Yes, stay with this. But for example, if you do waiting&looping for another process, in other words doing nothing, it would be not too bad if you Thread.Sleep() some milliseconds in that loop, giving extra time to others.
Whereas it is not necessary for a good multitasking OS, I solved some issues with this e.g. for Windows 2000. (That does NOT mean of course to use Sleep() in calculations for example..

Such degradation is theoretically possible and is called “electromigration”. Electromigration is temperature-dependent, accelerating as the temperature goes up. Whether it is a practical problem for modern CPUs is up for debate. Modern VLSI design practices compensate for electromigration and chips are more likely to fail for other reasons.

Having said that, electromigration happens even at normal loads and temperatures, but it is slow enough that a well-designed chip either becomes obsolete far before failing, or it fails via another mechanism first.

The rate of electromigration depends on the chip temperature, with the lifetime doubling for every (very roughly) 10°C. This is, in fact, the basis of a test called “HTOL” (high temperature operating life), which measures how long it takes for a chip to die at, say, 125°C. A chip running at 125°C will fail roughly 100 times faster than a chip running at 55°C, so if designed to last at least 10 years at 55°C, a chip might fail within 1 month at 125°C. If running at something more reasonable like 85°C, such a chip would still fail at least 5-10x sooner than it was designed for.

Of course, CPUs are usually designed with higher temperatures in mind, so they can typically last for years at 85°C 24/7 100% load operation. So I would suggest that you don’t worry about “wearing out” the CPU, and only worry about whether a 100% load is appropriate from the software engineering perspective.
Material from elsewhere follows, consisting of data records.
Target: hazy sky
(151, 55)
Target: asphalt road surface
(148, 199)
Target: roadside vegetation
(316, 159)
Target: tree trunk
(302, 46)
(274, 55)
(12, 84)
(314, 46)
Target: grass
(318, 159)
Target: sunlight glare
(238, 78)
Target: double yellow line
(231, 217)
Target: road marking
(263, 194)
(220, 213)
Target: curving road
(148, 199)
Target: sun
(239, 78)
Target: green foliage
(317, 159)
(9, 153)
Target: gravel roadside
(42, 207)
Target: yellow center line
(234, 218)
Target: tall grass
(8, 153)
If you are running your code on clients, 100% CPU utilization means that client computers in that time cannot be used for anything else but tasks with higher priority. As most applications usually run in default priority, users using those computers will notice computer freezing and will be unable to do ought else on their computers.
Even if we are talking about short bursts, users working on something will still notice it.

As others said, you were pretty secretive about the setup, so I cannot say for sure. But, if your clients are desktop computers, stay away from 100% CPU utilization. Not because of CPU degradation, but because it is not good form to disrupt users during their work.
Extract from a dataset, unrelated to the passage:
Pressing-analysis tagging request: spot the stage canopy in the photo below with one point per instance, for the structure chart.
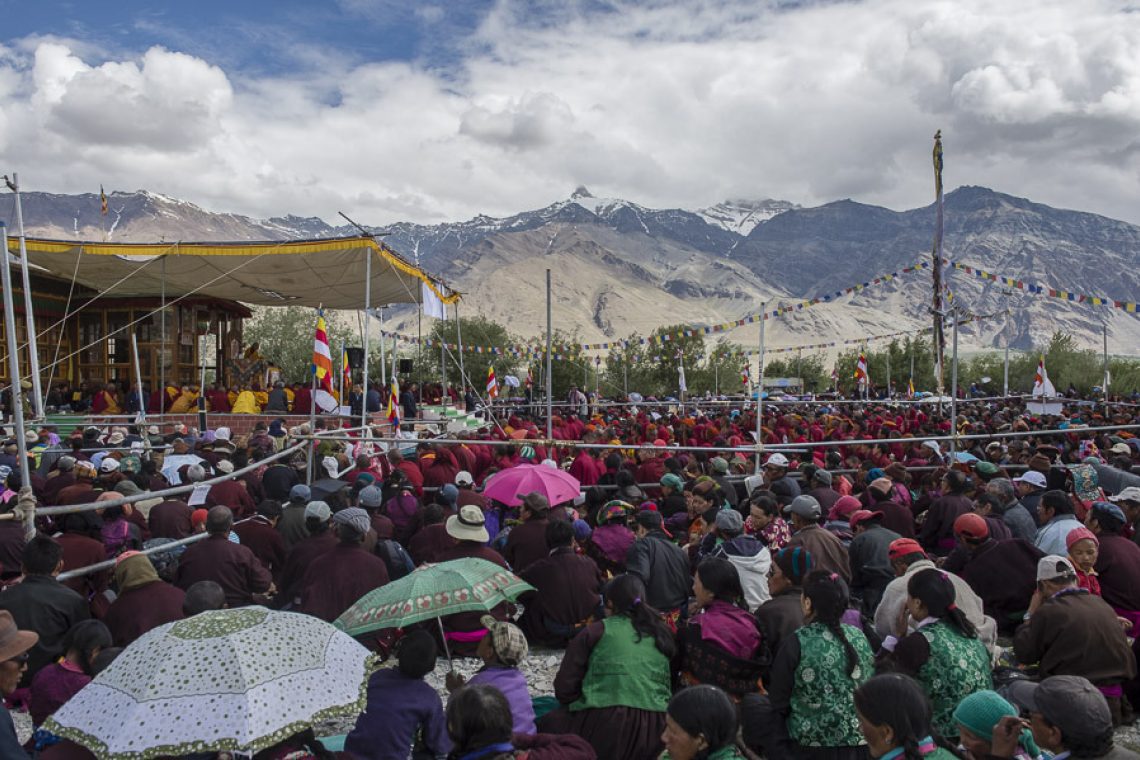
(303, 272)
So the situation is this: You have some code that runs say for five hours using 100% of all CPUs, that is optimised as much you can, the owner of the machine is fine with the machine being unusable for five hours, and your colleague claims it would be better to run your code in 6 hours using 83.33% of all CPUs, because it puts less wear and tear on the computer.

It depends on the computer that you are using. I know that a computer manufacturer refused warranty repairs within the warranty time on cheap home computers that were used in a scientific setting running 24/7. They clearly wanted the customer to buy their more expensive servers or “business” computers. Whether they were successful, I don’t know.

Every Mac that I’ve owned has at some point in its life run code at 100% CPU usage for days at a time. In one case I had to turn the display off, because I didn’t have the original charger for a laptop, and with 4 cores and hyper threading it used more power than the charger supplied – so the battery went down, and when it reached 5 percent the computer slowed down the clock speed until the battery was up to 10% ! (With the display turned off it ran at full speed for several days). In no case, any ill effects.

So with a well-designed computer, you are right. With a badly designed, cheap computer, your colleague might be right. On the other hand, you might consider the cost of your waiting time vs. the cost of buying a replacement computer.

If you can, make your code a lower priority task, and make sure to keep the CPU-heavy thread separate from the GUI. Then you might have 100% utilization, but the user can always still run other tasks and stay responsive. By itself, a CPU is designed to stay running at 100% usage for a while, or it would not get released. Unless the end user has made serious and dangerous modifications to their hardware, you can’t damage anything.